All day Sunday, people in Fulton, Montgomery and Hamilton counties were out plowing, shoveling and snowblowing to dig out from the area's first major snowstorm of the season.
Luigi Meccariello, a meteorologist with the National Weather Service in Albany, said Fulton County received 10 to 13 inches of snow, with the highest total in Broadalbin and Perth, at 13 inches. Parts of Caroga Lake received 10 1/2 inches. Amsterdam received 13 1/2 inches, while areas near Palatine Bridge received about 6 1/2 inches.
Johnstown Deputy City Engineer Jason Scott said the city plowing crews held off on much of plowing until Saturday night because the length of the storm.
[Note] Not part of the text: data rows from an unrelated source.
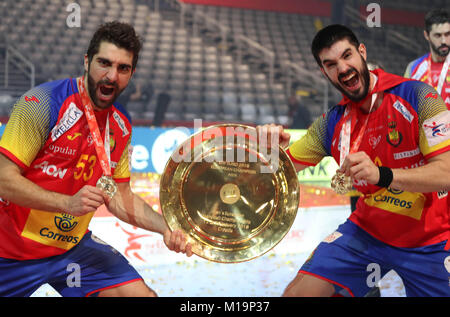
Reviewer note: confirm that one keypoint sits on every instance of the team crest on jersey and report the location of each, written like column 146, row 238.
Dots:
column 121, row 124
column 394, row 137
column 68, row 120
column 112, row 142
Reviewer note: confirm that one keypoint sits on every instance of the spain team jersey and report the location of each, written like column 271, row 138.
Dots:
column 48, row 137
column 424, row 69
column 411, row 126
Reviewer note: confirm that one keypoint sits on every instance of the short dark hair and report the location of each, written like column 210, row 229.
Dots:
column 436, row 16
column 118, row 33
column 329, row 35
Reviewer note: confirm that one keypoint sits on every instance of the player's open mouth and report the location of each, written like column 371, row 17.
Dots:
column 106, row 92
column 350, row 81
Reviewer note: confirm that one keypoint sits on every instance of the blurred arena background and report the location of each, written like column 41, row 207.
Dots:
column 220, row 61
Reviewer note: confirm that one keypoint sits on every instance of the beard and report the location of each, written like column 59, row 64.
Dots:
column 94, row 87
column 364, row 78
column 439, row 50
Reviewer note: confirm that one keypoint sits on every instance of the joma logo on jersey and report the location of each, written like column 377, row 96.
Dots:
column 51, row 170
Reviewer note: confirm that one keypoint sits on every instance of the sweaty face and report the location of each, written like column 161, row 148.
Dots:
column 345, row 66
column 439, row 39
column 108, row 74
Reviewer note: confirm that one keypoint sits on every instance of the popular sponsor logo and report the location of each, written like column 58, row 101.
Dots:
column 403, row 111
column 51, row 170
column 406, row 154
column 68, row 120
column 62, row 150
column 121, row 124
column 437, row 129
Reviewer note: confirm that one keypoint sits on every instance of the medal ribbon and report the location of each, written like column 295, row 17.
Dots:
column 442, row 75
column 102, row 149
column 348, row 126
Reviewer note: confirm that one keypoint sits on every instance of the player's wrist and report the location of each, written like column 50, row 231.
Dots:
column 386, row 176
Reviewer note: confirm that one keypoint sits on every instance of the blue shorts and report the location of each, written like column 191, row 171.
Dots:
column 85, row 270
column 353, row 261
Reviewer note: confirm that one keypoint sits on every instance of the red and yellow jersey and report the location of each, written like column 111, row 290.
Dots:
column 411, row 126
column 48, row 137
column 424, row 69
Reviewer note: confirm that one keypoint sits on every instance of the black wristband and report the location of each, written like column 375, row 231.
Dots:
column 386, row 176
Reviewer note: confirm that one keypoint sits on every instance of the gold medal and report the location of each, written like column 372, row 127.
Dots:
column 107, row 185
column 341, row 184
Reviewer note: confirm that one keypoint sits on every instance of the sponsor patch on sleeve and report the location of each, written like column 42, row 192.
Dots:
column 437, row 129
column 333, row 237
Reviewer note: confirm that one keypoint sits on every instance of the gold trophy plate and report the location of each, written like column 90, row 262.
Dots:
column 234, row 201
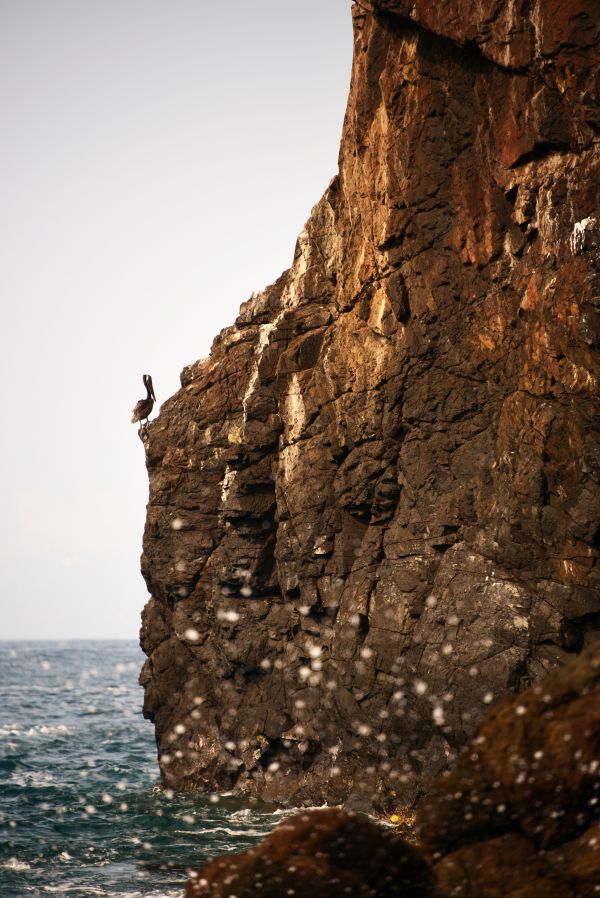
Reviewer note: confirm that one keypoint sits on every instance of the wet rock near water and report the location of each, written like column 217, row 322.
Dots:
column 375, row 508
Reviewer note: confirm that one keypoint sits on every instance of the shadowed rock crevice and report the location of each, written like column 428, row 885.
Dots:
column 374, row 509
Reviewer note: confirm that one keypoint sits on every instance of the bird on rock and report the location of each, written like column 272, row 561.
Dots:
column 144, row 407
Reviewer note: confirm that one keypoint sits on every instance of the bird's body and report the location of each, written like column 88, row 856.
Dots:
column 144, row 407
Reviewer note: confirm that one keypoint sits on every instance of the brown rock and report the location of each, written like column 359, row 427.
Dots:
column 376, row 505
column 317, row 855
column 519, row 814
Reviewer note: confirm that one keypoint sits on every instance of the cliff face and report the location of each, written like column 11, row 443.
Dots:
column 375, row 507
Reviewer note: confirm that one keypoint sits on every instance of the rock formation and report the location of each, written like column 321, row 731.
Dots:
column 320, row 854
column 518, row 817
column 375, row 507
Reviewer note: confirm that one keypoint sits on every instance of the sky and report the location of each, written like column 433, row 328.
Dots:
column 158, row 160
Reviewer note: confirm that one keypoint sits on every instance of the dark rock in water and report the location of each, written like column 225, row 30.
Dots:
column 375, row 507
column 316, row 855
column 518, row 817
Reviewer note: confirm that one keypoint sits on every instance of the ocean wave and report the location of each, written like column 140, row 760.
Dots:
column 40, row 729
column 225, row 830
column 15, row 864
column 32, row 778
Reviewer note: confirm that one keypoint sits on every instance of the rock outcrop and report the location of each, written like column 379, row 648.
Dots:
column 376, row 506
column 518, row 817
column 319, row 854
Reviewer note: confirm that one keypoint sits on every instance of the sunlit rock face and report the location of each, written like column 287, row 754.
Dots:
column 375, row 507
column 320, row 854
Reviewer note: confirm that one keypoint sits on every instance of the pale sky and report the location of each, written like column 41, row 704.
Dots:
column 158, row 160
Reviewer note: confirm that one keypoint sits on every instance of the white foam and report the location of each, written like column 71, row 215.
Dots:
column 32, row 778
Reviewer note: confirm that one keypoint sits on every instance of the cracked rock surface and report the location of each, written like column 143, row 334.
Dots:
column 376, row 506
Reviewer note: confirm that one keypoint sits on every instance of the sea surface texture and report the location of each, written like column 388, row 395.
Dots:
column 81, row 811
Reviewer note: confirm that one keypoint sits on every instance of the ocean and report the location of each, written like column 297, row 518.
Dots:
column 81, row 810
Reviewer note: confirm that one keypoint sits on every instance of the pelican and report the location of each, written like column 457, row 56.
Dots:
column 144, row 407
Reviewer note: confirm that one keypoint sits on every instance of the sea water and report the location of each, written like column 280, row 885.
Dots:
column 81, row 810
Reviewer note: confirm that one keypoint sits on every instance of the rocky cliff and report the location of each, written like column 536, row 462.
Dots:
column 375, row 507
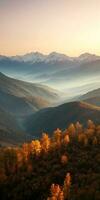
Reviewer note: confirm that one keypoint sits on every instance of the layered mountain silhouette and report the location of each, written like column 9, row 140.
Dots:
column 18, row 100
column 61, row 116
column 55, row 70
column 28, row 104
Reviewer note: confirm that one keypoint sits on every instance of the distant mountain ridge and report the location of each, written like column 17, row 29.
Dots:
column 18, row 100
column 61, row 116
column 52, row 57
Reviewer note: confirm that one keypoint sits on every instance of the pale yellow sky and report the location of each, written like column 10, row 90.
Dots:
column 67, row 26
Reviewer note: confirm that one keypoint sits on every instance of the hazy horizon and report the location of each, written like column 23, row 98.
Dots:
column 70, row 27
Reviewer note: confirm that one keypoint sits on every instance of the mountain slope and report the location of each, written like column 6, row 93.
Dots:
column 56, row 70
column 49, row 119
column 18, row 100
column 92, row 97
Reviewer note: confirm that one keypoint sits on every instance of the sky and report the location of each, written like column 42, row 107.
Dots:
column 71, row 27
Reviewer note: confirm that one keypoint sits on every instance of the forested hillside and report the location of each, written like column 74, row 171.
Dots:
column 63, row 167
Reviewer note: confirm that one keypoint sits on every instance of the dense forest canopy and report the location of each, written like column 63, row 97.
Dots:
column 63, row 167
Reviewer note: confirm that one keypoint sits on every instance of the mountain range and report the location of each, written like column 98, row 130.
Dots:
column 39, row 93
column 55, row 70
column 18, row 100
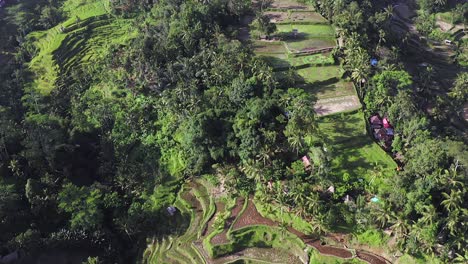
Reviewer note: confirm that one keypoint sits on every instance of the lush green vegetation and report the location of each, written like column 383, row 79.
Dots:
column 111, row 111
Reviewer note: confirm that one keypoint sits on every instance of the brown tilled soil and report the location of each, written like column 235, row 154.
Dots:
column 371, row 258
column 209, row 226
column 252, row 217
column 222, row 238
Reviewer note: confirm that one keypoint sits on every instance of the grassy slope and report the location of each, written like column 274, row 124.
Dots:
column 352, row 150
column 89, row 30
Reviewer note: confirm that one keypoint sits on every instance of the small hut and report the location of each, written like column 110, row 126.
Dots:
column 306, row 162
column 295, row 32
column 386, row 123
column 375, row 122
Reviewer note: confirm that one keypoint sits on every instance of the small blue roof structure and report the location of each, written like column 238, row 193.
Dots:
column 171, row 210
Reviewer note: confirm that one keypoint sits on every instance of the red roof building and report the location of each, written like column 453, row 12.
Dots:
column 386, row 123
column 375, row 120
column 306, row 162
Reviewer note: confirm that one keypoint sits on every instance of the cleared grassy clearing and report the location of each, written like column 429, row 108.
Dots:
column 298, row 17
column 353, row 151
column 308, row 36
column 269, row 47
column 337, row 89
column 279, row 60
column 275, row 60
column 320, row 74
column 310, row 31
column 82, row 38
column 289, row 5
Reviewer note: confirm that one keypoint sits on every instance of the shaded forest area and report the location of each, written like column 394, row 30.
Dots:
column 93, row 164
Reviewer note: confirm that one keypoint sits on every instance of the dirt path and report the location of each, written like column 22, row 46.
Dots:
column 252, row 217
column 336, row 105
column 222, row 237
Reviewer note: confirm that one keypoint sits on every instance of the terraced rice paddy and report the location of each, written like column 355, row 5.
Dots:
column 249, row 237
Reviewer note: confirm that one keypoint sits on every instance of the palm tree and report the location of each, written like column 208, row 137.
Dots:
column 296, row 142
column 429, row 215
column 252, row 171
column 264, row 155
column 440, row 2
column 452, row 201
column 461, row 258
column 384, row 216
column 400, row 227
column 452, row 221
column 312, row 204
column 319, row 226
column 283, row 226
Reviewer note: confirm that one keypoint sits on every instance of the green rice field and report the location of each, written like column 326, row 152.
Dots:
column 320, row 74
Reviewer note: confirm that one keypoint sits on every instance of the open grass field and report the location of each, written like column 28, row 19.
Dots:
column 280, row 60
column 309, row 31
column 82, row 38
column 353, row 150
column 308, row 37
column 333, row 90
column 305, row 17
column 289, row 5
column 320, row 74
column 309, row 43
column 269, row 47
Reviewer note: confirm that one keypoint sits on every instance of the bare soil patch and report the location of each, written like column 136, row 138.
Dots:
column 371, row 258
column 288, row 4
column 282, row 17
column 252, row 217
column 222, row 237
column 271, row 255
column 220, row 207
column 336, row 105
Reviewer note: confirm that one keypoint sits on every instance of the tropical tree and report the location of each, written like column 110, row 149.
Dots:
column 453, row 200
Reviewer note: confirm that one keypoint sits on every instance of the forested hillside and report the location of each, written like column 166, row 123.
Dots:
column 183, row 131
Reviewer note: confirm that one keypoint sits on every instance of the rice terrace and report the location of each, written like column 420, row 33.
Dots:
column 233, row 131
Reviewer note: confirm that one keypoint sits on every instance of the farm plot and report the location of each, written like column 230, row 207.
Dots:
column 334, row 90
column 308, row 37
column 289, row 5
column 354, row 152
column 304, row 17
column 320, row 74
column 267, row 47
column 321, row 59
column 308, row 31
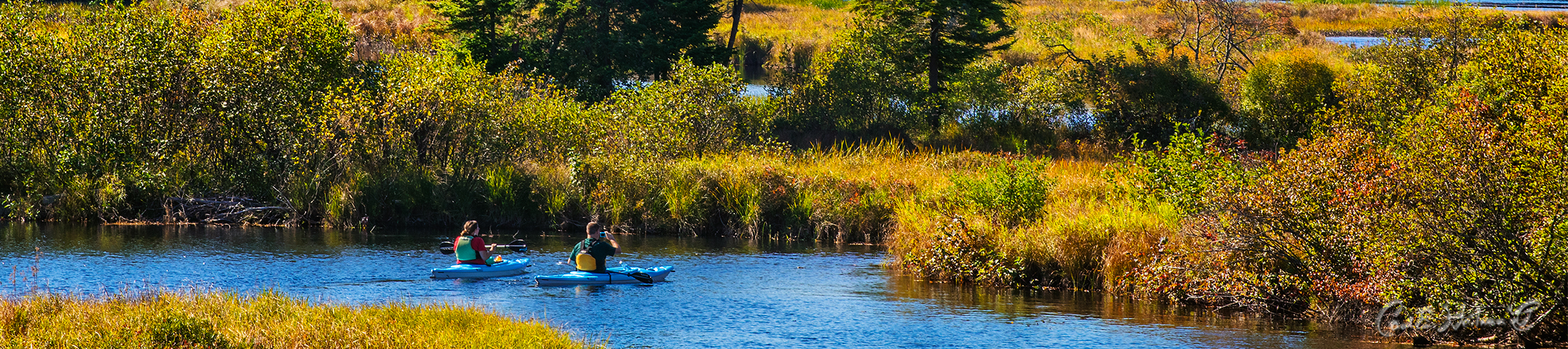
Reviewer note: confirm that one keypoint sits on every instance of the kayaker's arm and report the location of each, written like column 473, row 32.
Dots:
column 614, row 244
"We wanted to make sure there were crews on the road at the end of the storm," he said.
He said the Department of Public Works crews started their shifts close to midnight Saturday and didn't complete plowing roads and clearing city-owned property and walkways until about 8 a.m. Sunday. He said despite the snow no longer coming down Sunday night, crews were still busy cutting banks and salting walkways.
He said low temperatures made efforts more difficult.
"When the air temperatures are a lot colder, it's tough for the salt to do its work," Scott said.
Gloversville Department of Public Works Director Kevin Jones said many of his crews also waited out the storm.
"The issue was it snowed basically all day [Saturday] and you only have eight to 10 hours you can run the guys, so it was a timing thing. I tried to plow during the parking ban [on Saturday night and Sunday morning], and I think it went pretty well," he said.
Fulton County Superintendent of Highways and Facilities Mark Yost said this morning the biggest issue his crew encountered was snow drifts.
"The thing that made this difficult was the wind," Yost said. "The snow was light, so we chased drifts into last night. On one hand, you don't want to fight an ice storm, and people are happy when it's light and fluffy snow, but for us, it creates that drifting problem."
Gloversville Police Capt. John Sira said his department responded to three fender-bender accidents Sunday due to the weather.
The Gloversville True Value Hardware Store was busy Friday and Saturday selling items related to the weather, including shovels, ice-melting products and snowblower parts, said store Manager Ed Mally.
"Snow shovels went out the door pretty fast," Mally said. "A lot of people were in trying to fix a snowblower that they didn't bother fixing until the snow started to fall. We sold pretty much everything related to a snowblower. First snow of the winter is when people break them because they've been sitting all summer."
The Noble Ace Hardware in Johnstown saw similar demand for the winter items.
"Most of our shovels are gone, and snow scrapers. We also sold one snowblower," store Manager Mike Boucher said.
Meccariello said temperatures will fall into the single digits tonight.
He said snow flurries are possible Tuesday, with accumulation ranging from 1 to 3 inches. He said temperatures will be in the teens to mid-20s Tuesday. The weather will begin to clear Wednesday, when temperatures may reach the lower 30s, he said.